The MRFF will provide a sustained funding stream for medical research, with payments from the MRFF expected to reach around $1.0 billion per year from 2022-23.

But a 35 per cent reduction in the funding available for any purpose would have a significant impact, let alone in the field of medical research. Remember when this government came to office? Remember what the former Prime Minister Tony Abbott said in the lead-up to that election? No cuts to education, no cuts to the ABC and SBS, and no cuts to health. No cuts to health—that went out the window in their first budget in 2014. But, again, we see this government cutting funding and commitments made when it comes to health care in Australia, and, in this case, it's the Medical Research Future Fund, which provides a steady stream of income to ensure that researchers have the necessary public backing to do work that ultimately, hopefully—and very successfully in Australia, I might add—results in some of the greatest technological and medical advancements that save lives and improve the lives of many Australians.

You would have thought, after the couple of years that we've just been through with the coronavirus pandemic and just how well medical researchers throughout the world have responded to that pandemic in the development in record times of workable vaccines that have ensured not only lives have been saved but that economies can open up again—businesses can start trading, workers can go back to work and Australians and people throughout the world can resume their normal lives—the last thing that a government would be interested in doing would be cutting funding for medical research into the future. But, as the inquiry heard, it doesn't make sense to cap something and then have a more aggressive investment mandate to return more funds from your investments if you're not going to make the disbursements.

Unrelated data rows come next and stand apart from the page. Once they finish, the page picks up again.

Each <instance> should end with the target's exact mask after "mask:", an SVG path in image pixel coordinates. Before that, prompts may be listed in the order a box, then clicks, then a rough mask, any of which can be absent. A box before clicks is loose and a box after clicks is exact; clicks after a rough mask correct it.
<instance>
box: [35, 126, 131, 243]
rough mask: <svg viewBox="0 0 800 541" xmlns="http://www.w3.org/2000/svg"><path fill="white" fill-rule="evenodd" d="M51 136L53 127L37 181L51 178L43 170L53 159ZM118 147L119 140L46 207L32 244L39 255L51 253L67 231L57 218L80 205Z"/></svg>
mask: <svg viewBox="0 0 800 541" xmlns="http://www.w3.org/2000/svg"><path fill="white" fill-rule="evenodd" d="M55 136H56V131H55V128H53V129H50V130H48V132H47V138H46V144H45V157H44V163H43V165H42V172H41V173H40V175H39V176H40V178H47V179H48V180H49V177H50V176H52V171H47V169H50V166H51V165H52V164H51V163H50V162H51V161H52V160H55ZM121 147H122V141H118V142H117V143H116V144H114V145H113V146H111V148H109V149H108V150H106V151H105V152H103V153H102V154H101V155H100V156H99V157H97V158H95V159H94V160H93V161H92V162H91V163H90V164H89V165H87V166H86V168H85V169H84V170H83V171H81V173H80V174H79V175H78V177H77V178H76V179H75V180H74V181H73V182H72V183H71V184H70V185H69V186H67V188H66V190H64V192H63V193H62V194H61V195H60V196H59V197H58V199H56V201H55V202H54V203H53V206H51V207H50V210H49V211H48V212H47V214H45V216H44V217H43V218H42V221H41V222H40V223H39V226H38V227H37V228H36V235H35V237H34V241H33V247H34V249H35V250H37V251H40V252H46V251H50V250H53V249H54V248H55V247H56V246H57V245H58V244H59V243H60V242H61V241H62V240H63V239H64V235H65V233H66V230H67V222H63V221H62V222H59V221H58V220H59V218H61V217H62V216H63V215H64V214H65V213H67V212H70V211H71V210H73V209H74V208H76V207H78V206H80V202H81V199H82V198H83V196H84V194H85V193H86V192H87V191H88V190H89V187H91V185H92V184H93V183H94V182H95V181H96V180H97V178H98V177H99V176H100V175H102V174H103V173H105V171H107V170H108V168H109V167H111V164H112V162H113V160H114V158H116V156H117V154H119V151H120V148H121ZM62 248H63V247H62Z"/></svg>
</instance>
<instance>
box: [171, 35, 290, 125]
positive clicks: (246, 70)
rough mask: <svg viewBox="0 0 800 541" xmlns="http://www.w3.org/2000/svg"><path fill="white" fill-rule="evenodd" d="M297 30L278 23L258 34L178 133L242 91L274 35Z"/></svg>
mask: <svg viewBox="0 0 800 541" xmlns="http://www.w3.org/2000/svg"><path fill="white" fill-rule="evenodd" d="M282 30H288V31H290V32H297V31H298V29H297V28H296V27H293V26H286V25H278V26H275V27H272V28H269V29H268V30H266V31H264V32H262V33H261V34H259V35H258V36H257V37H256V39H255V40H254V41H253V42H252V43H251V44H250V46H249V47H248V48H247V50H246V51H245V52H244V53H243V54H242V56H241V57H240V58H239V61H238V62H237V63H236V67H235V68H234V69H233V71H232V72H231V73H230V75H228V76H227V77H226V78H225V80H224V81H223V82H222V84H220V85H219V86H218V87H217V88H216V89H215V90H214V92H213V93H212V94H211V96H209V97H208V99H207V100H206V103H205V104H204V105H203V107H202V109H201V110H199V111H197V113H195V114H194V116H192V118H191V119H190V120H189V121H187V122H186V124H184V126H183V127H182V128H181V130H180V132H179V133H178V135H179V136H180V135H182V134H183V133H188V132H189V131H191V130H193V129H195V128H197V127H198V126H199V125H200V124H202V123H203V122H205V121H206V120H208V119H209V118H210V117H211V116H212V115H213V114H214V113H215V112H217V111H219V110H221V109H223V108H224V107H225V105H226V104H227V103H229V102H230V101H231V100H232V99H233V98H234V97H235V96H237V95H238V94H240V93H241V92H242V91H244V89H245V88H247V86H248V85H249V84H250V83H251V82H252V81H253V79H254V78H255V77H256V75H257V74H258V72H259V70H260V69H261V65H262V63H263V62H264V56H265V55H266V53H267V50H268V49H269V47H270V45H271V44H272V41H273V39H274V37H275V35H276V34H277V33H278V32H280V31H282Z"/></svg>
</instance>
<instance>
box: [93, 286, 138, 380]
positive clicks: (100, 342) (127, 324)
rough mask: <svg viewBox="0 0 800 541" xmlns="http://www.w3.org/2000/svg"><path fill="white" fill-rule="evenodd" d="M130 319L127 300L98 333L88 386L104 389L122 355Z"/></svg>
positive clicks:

The fact the Morrison-Joyce government is now proposing to have a maximum annual disbursement limit that is $350 million less than their initial promise—reiterated in 2017, I might add—represents a betrayal of the medical research community, it represents a broken promise to the Australian people and it represents yet again an opportunity lost for medical advancement in a country that has prided itself on some of the world's most innovative and groundbreaking research in medical science. It's yet another example of a broken promise from a government that is failing to deliver in so many areas. It has become tired and divided. It is no longer acting in the best interests of Australians but making decisions just to get through particular difficult periods. This two-week sitting of parliament is one of those difficult periods for it.